Paulatinamente, os slots destinados aos voos da aviação geral vêm sendo reduzidos no aeroporto de Congonhas, e o fechamento do Campo de Marte volta e meia entra na pauta. O setor vive ainda sob a ameaça da “PEC dos jatinhos”, projeto que ressurge sempre que um político quer posar de Robin Hood.
Tramitando no Congresso desde 2012, a PEC 140 propõe estender a cobrança do IPVA a veículos aéreos e aquáticos: helicópteros, jatinhos, turboélices, lanchas, iates e até jet skis.
Considerando a frota de 15 mil aeronaves, a arrecadação está longe de resolver o ajuste fiscal e, para os proprietários, é uma dupla tributação.
“A PEC trata o avião executivo como se fosse um Lamborghini ou iate, e como se não houvesse propósito social em expandir as fronteiras do desenvolvimento econômico do país. Quando você asfixia a aviação geral, você está matando a mobilidade do país”, defende Lyra.
A aviação já paga – caro – pelo uso da infraestrutura, por meio de taxas de pouso, comunicação e aeronavegabilidade. Um voo de Congonhas para o Nordeste pode custar mais de R$ 2 mil só de taxas.
Ao invés de mais impostos, o setor defende uma mudança no sistema de cobrança das taxas aeroportuárias que, além de simplificar a vida do operador, pode ajudar reduzir a sonegação: concentrar tudo na bomba.
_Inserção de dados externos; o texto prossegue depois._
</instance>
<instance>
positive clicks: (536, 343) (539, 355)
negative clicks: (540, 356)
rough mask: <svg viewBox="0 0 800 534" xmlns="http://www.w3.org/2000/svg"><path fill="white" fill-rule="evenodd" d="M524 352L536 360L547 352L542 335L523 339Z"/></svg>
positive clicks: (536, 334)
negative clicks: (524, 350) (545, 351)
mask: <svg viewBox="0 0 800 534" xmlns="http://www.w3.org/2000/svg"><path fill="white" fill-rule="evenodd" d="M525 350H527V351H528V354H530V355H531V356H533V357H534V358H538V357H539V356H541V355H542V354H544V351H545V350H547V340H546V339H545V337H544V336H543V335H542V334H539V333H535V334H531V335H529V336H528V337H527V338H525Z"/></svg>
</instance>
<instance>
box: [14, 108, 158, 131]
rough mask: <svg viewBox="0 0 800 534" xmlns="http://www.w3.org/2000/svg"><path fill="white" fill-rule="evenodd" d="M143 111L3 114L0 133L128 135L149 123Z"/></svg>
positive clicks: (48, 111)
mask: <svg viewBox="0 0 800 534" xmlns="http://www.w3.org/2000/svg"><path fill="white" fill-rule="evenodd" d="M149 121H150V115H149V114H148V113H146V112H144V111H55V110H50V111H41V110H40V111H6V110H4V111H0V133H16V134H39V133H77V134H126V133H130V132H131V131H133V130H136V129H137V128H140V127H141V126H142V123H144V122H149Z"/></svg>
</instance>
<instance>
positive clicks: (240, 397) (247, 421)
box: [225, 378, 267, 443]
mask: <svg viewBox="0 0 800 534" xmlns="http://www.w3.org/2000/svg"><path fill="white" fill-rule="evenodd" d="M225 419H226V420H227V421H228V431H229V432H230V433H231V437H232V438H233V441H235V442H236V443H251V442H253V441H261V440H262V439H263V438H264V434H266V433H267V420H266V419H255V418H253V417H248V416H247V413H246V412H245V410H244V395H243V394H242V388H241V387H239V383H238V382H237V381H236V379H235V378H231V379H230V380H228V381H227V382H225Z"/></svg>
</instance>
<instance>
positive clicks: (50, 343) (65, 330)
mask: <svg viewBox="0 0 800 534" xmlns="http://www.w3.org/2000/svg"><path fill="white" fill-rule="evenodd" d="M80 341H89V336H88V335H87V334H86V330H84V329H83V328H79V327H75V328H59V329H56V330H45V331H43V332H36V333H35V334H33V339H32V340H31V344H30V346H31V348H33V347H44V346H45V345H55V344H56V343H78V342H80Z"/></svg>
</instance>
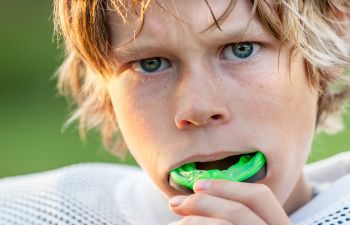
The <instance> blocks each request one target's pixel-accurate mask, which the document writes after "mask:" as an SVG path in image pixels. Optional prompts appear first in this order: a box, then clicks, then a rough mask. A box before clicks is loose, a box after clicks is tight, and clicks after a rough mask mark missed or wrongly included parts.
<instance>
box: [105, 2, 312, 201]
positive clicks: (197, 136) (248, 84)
mask: <svg viewBox="0 0 350 225" xmlns="http://www.w3.org/2000/svg"><path fill="white" fill-rule="evenodd" d="M228 2H229V0H227V1H226V0H222V1H218V2H217V1H215V3H214V1H212V2H211V3H212V4H211V8H212V10H213V12H214V14H215V15H216V16H217V17H219V16H220V15H221V14H222V13H223V12H224V11H225V9H226V7H227V4H228ZM161 3H162V4H164V8H166V9H167V10H165V9H161V7H160V6H159V5H157V4H155V3H154V2H152V3H151V5H150V7H149V8H148V10H147V12H146V15H145V21H144V26H143V28H142V30H141V32H140V34H139V35H138V36H137V37H136V39H135V40H132V41H130V40H131V39H133V37H134V34H135V27H137V24H138V21H137V20H136V17H133V15H134V13H133V11H132V10H130V12H129V14H128V18H127V23H123V21H122V19H121V18H120V17H119V16H118V15H117V14H115V15H111V17H110V22H111V23H110V26H111V30H112V44H113V48H115V57H116V62H117V63H119V64H120V66H122V67H125V68H126V69H125V70H124V71H123V72H121V73H120V74H119V75H116V76H113V77H112V78H111V79H110V81H109V83H108V90H109V94H110V97H111V100H112V102H113V106H114V110H115V115H116V118H117V121H118V125H119V127H120V130H121V132H122V134H123V137H124V139H125V141H126V143H127V145H128V147H129V149H130V151H131V153H132V155H133V156H134V157H135V159H136V160H137V162H138V163H139V164H140V166H141V167H142V168H143V169H144V170H145V171H146V172H148V173H149V175H150V176H151V178H152V179H153V181H154V182H155V183H156V184H157V185H158V186H159V187H160V188H161V190H162V191H164V192H165V193H166V194H167V195H168V196H172V195H174V194H179V192H177V191H176V190H175V189H173V188H171V187H170V186H169V182H168V174H169V171H170V170H171V169H173V168H175V167H178V166H180V165H183V164H184V163H187V162H190V161H195V162H196V161H215V160H220V159H222V158H224V157H227V156H230V155H237V154H242V153H249V152H254V151H257V150H260V151H262V152H263V153H264V154H265V156H266V158H267V174H266V176H265V177H264V178H263V179H261V180H259V181H258V182H260V183H264V184H266V185H268V186H269V187H270V188H271V190H272V191H273V192H274V193H275V194H276V196H277V197H278V199H279V200H280V201H281V203H283V202H284V201H285V200H286V198H287V197H288V195H289V194H290V192H291V191H292V189H293V187H294V185H295V183H296V181H297V180H298V178H299V175H300V172H301V168H302V165H303V164H304V162H305V160H306V158H307V155H308V152H309V149H310V145H311V141H312V137H313V132H314V129H315V118H316V111H317V98H318V95H317V92H316V91H315V90H313V89H312V88H311V87H310V85H309V84H308V83H307V80H306V71H305V65H304V61H303V59H302V57H301V56H300V55H299V54H293V55H292V56H291V57H292V58H290V53H291V49H290V47H287V46H281V45H280V44H281V43H280V42H279V41H278V40H276V39H274V38H273V36H272V35H271V34H270V33H269V32H268V31H267V30H266V29H264V27H263V26H262V25H261V24H260V22H259V19H258V18H254V19H253V20H252V23H251V25H250V26H248V29H247V30H244V29H245V28H246V25H247V24H248V23H249V21H250V13H251V5H249V3H248V1H243V0H242V1H238V3H237V5H236V7H235V8H234V10H233V11H232V12H231V13H230V14H229V16H228V17H227V18H226V19H225V20H224V22H223V23H222V24H221V25H220V27H221V29H222V31H220V30H219V29H218V28H217V27H216V26H214V27H213V28H212V29H208V30H205V29H206V28H208V27H209V26H210V25H211V24H212V23H213V19H212V16H211V14H210V11H209V9H208V7H207V5H206V4H205V2H204V1H202V0H193V1H183V0H181V1H161ZM136 32H137V31H136ZM242 33H245V35H244V37H242V36H240V35H241V34H242ZM233 43H240V44H239V45H236V46H233V45H232V44H233ZM289 63H290V64H289ZM213 164H214V163H213ZM218 164H220V161H219V162H218ZM207 166H208V167H210V163H207Z"/></svg>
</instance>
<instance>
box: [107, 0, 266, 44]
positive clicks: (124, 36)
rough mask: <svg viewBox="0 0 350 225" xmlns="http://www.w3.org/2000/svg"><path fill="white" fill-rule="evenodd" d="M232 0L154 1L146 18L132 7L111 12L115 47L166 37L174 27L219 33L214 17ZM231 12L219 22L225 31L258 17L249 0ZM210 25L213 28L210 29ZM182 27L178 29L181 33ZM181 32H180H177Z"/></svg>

É o modelo americano. Na hora de abastecer, o operador paga as tarifas aeroportuárias junto com o combustível. Depois, as distribuidoras fazem o rateio dos recursos para o aeroporto e para o Controle de Tráfego Aéreo. Para isso, a tarifa deve ser padronizada – hoje ela é baseada no peso do avião.
A cobrança na bomba faria com que mais operadores pagassem para voar. No caso da navegação aérea, o operador do avião só paga pelo uso da infraestrutura se fizer contato, durante o voo, com o controle de tráfego aéreo. Esse contato deveria ser a norma.
“Infelizmente, tem gente que trafega nos corredores visuais da Terminal São Paulo com o transponder desligado para não aparecer no radar de controle de tráfego aéreo. O problema é que isso faz que o alarme anticolisão (TCAS) não funcione”, diz Lyra. “Temos um sistema gigantesco – e uma parcela dos usuários não paga nada”.